Like most parents, I want my authority to be respected. I expect a certain degree of cooperation and compliance from my children. Unfortunately, authority has gotten a bad reputation in some parenting circles because it is often equated with dominance and control. I think it is a mistake to confuse “Autocratic” with “Authority”. Demonstrating your authority is not about achieving obedience at all times, or making demands without responding to individual needs, or using your size and strength to impose your will on another person. These autocratic methods can be very damaging to your relationship with your child.

So how can we reclaim our rightful place as authority figures in our families? I would assert that when you parent from a place of connection with your children, balancing your directives with their freedom to disagree, you are parenting from your authentic authority. Authoritative parents are both demanding and responsive. They are clear about what they expect of their children and set appropriate standards for their behavior. They view discipline not as punishment, but as an opportunity to teach and learn. They nurture their children’s individualism, while emphasizing the importance of connection to the family and wider community.

It is a challenge to balance our parental demands with our responsiveness. Given all the stressors on a modern parent, coupled with the constantly changing nature of a growing child, it can be incredibly hard to stay within this ideal zone. Here are a few things I’ve learned along the way that help me stay in the zone:

1. Lead by Example – People follow strong leaders. Children are the same. A strong moral leader can change the world by example (think of Ghandi and Martin Luther King, Jr.). Children imitate everything – your positive and your negative words or actions. Therefore, if there is a behavior you wish to see from your child, you do it first, consistently.

2. Know Your Family Values – What values guide your family? What do you do to embody those values? Be explicit with your kids about your family’s values. This will help them know what is expected of them and why it is important. All of us want to feel part of something larger than just ourselves. A strong family identity encourages positive cooperation and participation. 

3. Embrace Your Hypocrisy – You model the behavior and values you wish to instill in your children, but you are not perfect. You mess up and have moments when you fail to be your best self. Confront your hypocrisy; admit your mistakes; resolve to do better and then actually do better. When your kids see you adjust your words and actions to better align with your core values, they will respect you and trust you more. This makes you a strong leader they will want to follow.

4. Be empathetic – Kids are not machines. They are people. You can’t press a button and make them do something. They will have thoughts and opinions about everything you ask them to do. They have an internal world – just like you do – that is positively or negatively affecting them at every moment. Understand that. Be sensitive. This demonstartes to them that you do care about their feelings and you will avoid more power struggles this way.  

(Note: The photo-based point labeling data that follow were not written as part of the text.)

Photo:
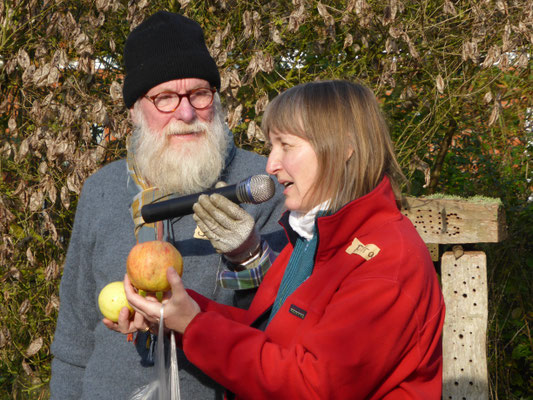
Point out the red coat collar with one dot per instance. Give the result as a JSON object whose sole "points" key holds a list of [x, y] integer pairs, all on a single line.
{"points": [[357, 218]]}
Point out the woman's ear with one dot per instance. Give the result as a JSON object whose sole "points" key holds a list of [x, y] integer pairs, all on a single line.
{"points": [[349, 154]]}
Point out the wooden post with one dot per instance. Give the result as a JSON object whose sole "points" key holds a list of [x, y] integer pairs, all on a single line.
{"points": [[465, 325], [458, 221]]}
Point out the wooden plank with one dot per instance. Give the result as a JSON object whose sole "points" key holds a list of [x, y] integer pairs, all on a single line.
{"points": [[456, 220], [464, 287]]}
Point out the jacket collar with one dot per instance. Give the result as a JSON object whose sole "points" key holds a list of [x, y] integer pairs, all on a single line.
{"points": [[356, 219]]}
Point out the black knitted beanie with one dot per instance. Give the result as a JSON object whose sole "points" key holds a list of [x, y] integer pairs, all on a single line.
{"points": [[164, 47]]}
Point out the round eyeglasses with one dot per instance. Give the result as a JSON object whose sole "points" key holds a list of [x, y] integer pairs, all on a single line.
{"points": [[167, 102]]}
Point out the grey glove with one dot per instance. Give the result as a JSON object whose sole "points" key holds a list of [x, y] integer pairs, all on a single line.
{"points": [[230, 229]]}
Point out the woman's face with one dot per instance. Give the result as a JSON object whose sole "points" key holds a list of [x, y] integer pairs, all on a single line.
{"points": [[294, 163]]}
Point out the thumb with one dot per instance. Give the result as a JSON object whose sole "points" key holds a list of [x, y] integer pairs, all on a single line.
{"points": [[174, 280]]}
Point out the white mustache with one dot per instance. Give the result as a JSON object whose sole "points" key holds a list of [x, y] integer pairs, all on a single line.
{"points": [[181, 128]]}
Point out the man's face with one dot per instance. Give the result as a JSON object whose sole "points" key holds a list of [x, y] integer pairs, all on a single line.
{"points": [[156, 121], [182, 151]]}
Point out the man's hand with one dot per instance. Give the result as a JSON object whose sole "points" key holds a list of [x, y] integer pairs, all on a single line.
{"points": [[230, 229]]}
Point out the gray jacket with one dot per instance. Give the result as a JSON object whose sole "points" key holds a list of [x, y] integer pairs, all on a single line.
{"points": [[92, 362]]}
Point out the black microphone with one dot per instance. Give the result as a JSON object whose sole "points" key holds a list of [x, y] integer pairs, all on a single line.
{"points": [[254, 189]]}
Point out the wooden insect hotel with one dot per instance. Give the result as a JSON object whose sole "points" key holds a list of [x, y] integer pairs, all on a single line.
{"points": [[453, 221]]}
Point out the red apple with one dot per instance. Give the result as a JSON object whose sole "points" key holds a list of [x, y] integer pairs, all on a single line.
{"points": [[148, 262]]}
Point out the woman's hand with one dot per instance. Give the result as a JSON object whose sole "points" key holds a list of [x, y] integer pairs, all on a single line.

5. Place Relationship Over Obedience – Recognize that attitudes like “my way or the highway” are damaging to your relationship. Yes, there are some things your kids just have to do, but you can make room for their feelings to be heard. As much as possible, co-create routines together and allow them a say in how things get done.

6. Be Patient and Let Go – So you’ve told your child a million times not to do something. You think he doesn’t listen. You think she just doesn’t care. You want to know what is wrong with them?! Nothing is wrong with them. It’s just that a family is a living system; a dynamic, ever-changing entity of interconnected elements that you cannot control. You must allow for some chaos. The system must be free to self-regulate, grow, and adjust to new influences. It’s frustrating as hell, but it’s the nature of a family and indeed of all life.

Take a deep breath and then go back to number one.